In Pfleiderers Büro hatten sich in seinem ersten Amtsjahr rund 60 Opfer gemeldet und um Hilfe gebeten. 2022 lag die Zahl schon doppelt so hoch. „Wenn es um die Bearbeitung von Anträgen auf Opfer-Entschädigung beim Landessozialamt geht, muss man sich auch auf mehr Arbeit dort einstellen“, sagt Pfleiderer. Eines seiner beschriebenen Probleme lautet, dass dort trotz der „hervorragenden Arbeit der Kollegen“ manchmal die Antworten nicht einfühlsam genug formuliert sind – vor allem dann, wenn ein Antrag nach bis zu vier Jahren Bearbeitungszeit abgelehnt werden sollte.

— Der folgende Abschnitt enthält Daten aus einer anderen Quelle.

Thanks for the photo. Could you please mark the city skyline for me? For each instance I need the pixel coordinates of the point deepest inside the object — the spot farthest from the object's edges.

Das Problem der Trauma-Ambulanzen sei, dass oft eine rasche Vermittlung von Opfern an eine Klinik wegen des Mangels an Fachkräften nicht möglich sei. Dabei komme es bei der Stabilisierung darauf an, die Opfer schon zwei Wochen nach der Tat zu begleiten und ihnen dann in bis zu acht Sitzungen die nötigen Hilfen dafür zu geben, dass sie ihren Alltag trotz der schlimmen Erfahrungen wieder meistern können. Ein schneller Beginn der Hilfe sei also entscheidend. Das Bild in Niedersachsen zu der Frage, wie schnell die Trauma-Ambulanzen Opfer aufnehmen können, sei „sehr heterogen“.